ITG, Liquidnet reach agreement after patent dispute ends

Three months after a New York judge ruled on their five-year patent dispute, ITG and Liquidnet have decided to withdraw from further legal action and reach a compromise on the use of the 'blotter scraping' technology deployed in both firms' crossing networks.
By None

Three months after a New York judge ruled on their five-year patent dispute, ITG and Liquidnet have decided to withdraw from further legal action and reach a compromise on the use of the ”blotter scraping' technology deployed in both firms' crossing networks.

The two firms, which offer agency brokerage services as well as off-exchange matching facilities to the buy-side, have dismissed all claims in their respective lawsuits against each other and have decided to cross licence the relevant patents.

On 21 December 2011, the New York Southern District Court ruled that ITG had not infringed Liquidnet's patent on its blotter-scraping technology. In expectation of an appeal, ITG, which runs the POSIT dark pool, informed US buy-side clients it would no longer provide connectivity to Liquidnet's buy-side only block crossing network from its execution and order management systems. The disconnection programme has now been cancelled and buy-side firms are once again able to connect to Liquidnet via ITG's Triton andMacgregor XIP products. The two firms have also entered into a commercial agreement to allow users of Triton and Macgregor XIP to access Liquidnet. The commercial agreement between the firms will stand until August 2014. Other details of the settlement and the commercial agreement between the two parties were not disclosed.

The patent under dispute was for a system that allows the integration of an electronic securities marketplace with order management systems, allowing “institutional investment management firms to connect with an electronic marketplace and trade securities (or other financial instruments) with one another”. In practice, the technology allows a trading venue or crossing network to automatically trawl through a member trader's order list and alert him to a possible match with a similar order on the blotter of another member.

“This was a sensible result,” said a source at a rival venue. “If the case had continued, the patents could have been re-examined for their validity.

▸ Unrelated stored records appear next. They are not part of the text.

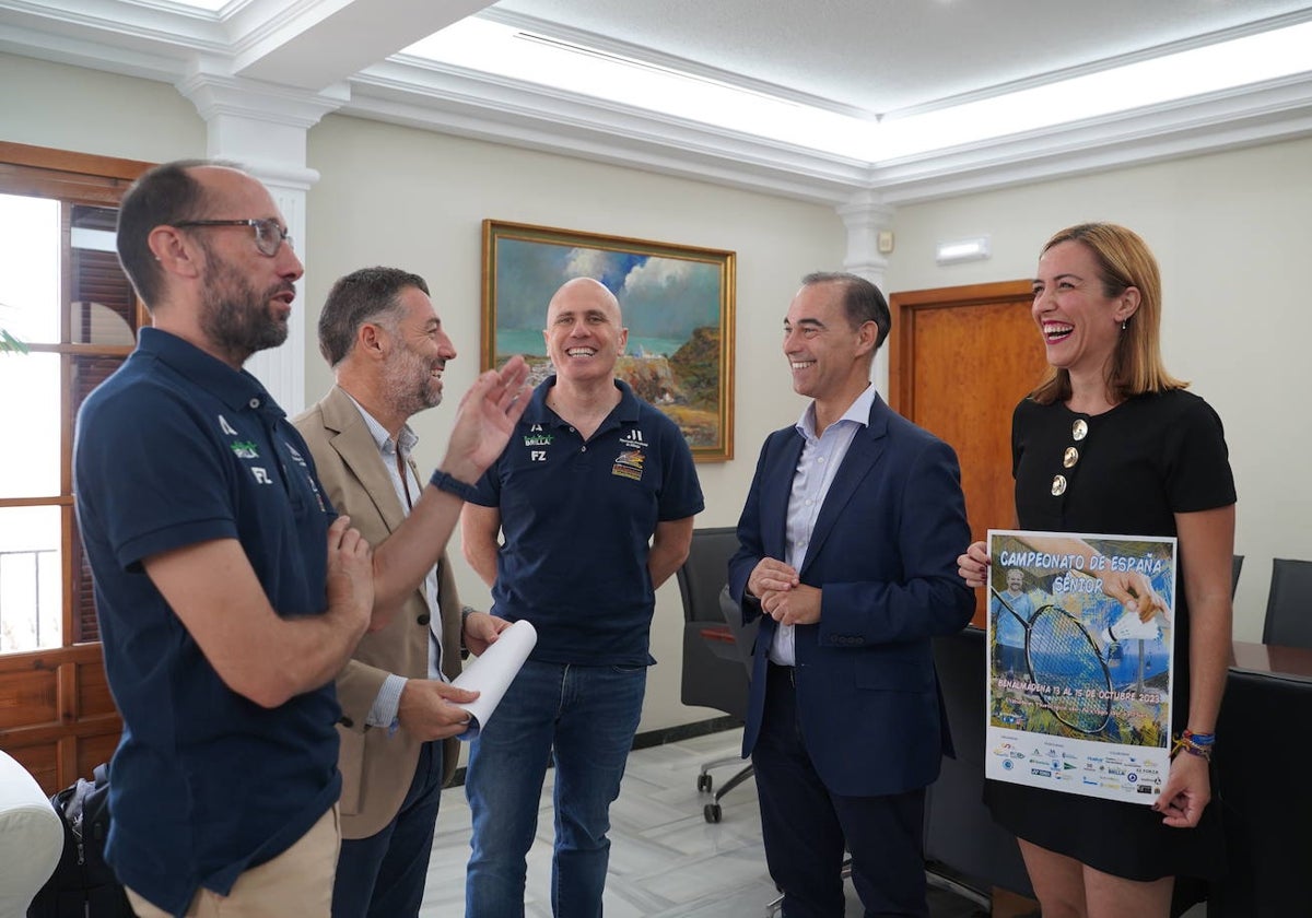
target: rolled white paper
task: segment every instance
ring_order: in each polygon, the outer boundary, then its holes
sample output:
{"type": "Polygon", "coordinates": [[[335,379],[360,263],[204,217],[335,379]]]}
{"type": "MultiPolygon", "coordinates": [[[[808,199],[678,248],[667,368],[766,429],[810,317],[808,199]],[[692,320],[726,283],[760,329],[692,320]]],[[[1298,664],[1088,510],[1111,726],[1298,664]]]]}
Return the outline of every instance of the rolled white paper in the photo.
{"type": "Polygon", "coordinates": [[[476,657],[455,677],[453,686],[480,692],[468,704],[459,706],[470,713],[470,727],[461,733],[461,740],[472,740],[479,734],[537,643],[538,631],[533,624],[516,622],[497,636],[496,643],[482,657],[476,657]]]}

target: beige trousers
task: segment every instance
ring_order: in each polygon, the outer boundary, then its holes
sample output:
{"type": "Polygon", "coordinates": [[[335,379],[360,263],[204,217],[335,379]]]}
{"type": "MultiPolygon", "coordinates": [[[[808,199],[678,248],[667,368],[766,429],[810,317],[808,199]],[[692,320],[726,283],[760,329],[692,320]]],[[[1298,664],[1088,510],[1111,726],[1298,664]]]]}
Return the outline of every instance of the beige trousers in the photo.
{"type": "MultiPolygon", "coordinates": [[[[341,826],[335,804],[290,848],[241,873],[227,896],[198,890],[186,908],[186,918],[329,918],[340,848],[341,826]]],[[[131,889],[127,900],[139,918],[172,918],[131,889]]]]}

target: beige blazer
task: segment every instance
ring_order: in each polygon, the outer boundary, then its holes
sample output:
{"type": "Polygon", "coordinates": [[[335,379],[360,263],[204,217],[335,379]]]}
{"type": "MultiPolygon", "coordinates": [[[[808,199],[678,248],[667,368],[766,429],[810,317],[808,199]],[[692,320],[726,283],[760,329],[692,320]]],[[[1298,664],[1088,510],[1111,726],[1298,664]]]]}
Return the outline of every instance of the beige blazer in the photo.
{"type": "MultiPolygon", "coordinates": [[[[371,546],[386,539],[405,518],[387,468],[359,409],[336,386],[293,424],[306,438],[319,480],[337,513],[350,517],[371,546]]],[[[411,463],[413,466],[413,462],[411,463]]],[[[419,476],[420,481],[425,479],[419,476]]],[[[442,610],[442,671],[461,673],[461,599],[446,555],[438,563],[438,605],[442,610]]],[[[388,736],[386,728],[367,727],[365,717],[390,673],[428,678],[428,605],[421,589],[405,601],[382,631],[365,635],[352,660],[337,675],[342,717],[341,834],[367,838],[386,826],[400,809],[419,765],[419,741],[405,730],[388,736]]],[[[442,745],[442,775],[450,783],[459,742],[442,745]]]]}

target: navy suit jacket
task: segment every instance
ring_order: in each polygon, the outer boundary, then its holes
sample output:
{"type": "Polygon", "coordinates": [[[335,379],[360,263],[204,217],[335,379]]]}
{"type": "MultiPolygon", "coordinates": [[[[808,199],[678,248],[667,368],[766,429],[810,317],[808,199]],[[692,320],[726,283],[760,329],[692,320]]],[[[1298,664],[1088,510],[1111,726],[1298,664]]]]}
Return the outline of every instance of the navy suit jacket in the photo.
{"type": "MultiPolygon", "coordinates": [[[[765,441],[739,521],[729,591],[745,622],[762,557],[785,560],[795,428],[765,441]]],[[[825,787],[878,796],[926,787],[951,754],[932,639],[970,622],[975,595],[956,573],[970,544],[956,454],[876,395],[870,424],[838,467],[799,570],[823,590],[820,622],[798,626],[795,685],[803,741],[825,787]]],[[[765,669],[778,624],[761,616],[743,754],[761,728],[765,669]]],[[[980,712],[983,716],[983,711],[980,712]]]]}

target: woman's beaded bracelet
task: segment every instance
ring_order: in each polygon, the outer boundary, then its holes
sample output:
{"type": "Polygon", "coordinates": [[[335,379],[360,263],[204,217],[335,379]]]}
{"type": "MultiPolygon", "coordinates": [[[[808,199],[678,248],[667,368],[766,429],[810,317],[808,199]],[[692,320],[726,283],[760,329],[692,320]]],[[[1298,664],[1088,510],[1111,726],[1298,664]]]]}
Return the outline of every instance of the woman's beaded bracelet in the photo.
{"type": "Polygon", "coordinates": [[[457,477],[451,477],[441,468],[436,469],[433,472],[433,477],[430,477],[428,481],[438,490],[445,490],[447,494],[455,494],[462,501],[467,502],[474,501],[474,498],[478,497],[479,493],[479,489],[475,488],[472,484],[468,484],[467,481],[461,481],[457,477]]]}
{"type": "Polygon", "coordinates": [[[1174,758],[1177,753],[1186,751],[1190,755],[1211,761],[1214,745],[1216,745],[1215,733],[1191,733],[1190,730],[1185,730],[1176,738],[1174,745],[1170,748],[1170,757],[1174,758]]]}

There was always a risk that the patents could have been ruled invalid during the dispute.

This result mitigates that risk and works for them both.”

The agreement resolves a series of legal disputes that began in 2006 when Liquidnet alleged patent infringement against ITG through its Channel ITG and the Macgregor XIP products in a Delaware court. Channel ITG is the technology used by ITG to link Triton and Macgregor XIP to its POSIT crossing network.

ITG countersued in 2007, after which Liquidnet dropped its original claim and filed an answer, affirmative defence and counterclaim in a New York court. It also filed a similar claim against US broker Pulse Trading, which operates the BlockCross dark alternative trading system, on 21 July 2007.

The following year ITG filed an amended complaint alleging fraud committed by Liquidnet against the US Patent and Trademark Office on grounds that the firm had not revealed that it derived its patent from work done in 1997-1998 by third parties. It also claimed that Liquidnet was interfering with its business prospects through “tortious interference”, although this was dropped in July 2010.

On 21 December 2010, Judge Shira Scheindlin at the New York Southern District Court granted motions from ITG and Pulse Trading for summary judgment of no literal infringement and denied Liquidnet’s motions. The judge also granted ITG’s motion for summary judgment on Liquidnet’s willful infringement claim and denied Liquidnet’s motion for summary judgment on ITG’s inequitable conduct claim.

The joint decision to end the dispute is seen as a reflection of the fact that the technology, though valuable to the buy-side trader, is no longer a significant competitive differentiator.

“As far as technology is concerned the game has now moved on,” said one source. “It's not about blotter sweeping, it's more about algo strategies.”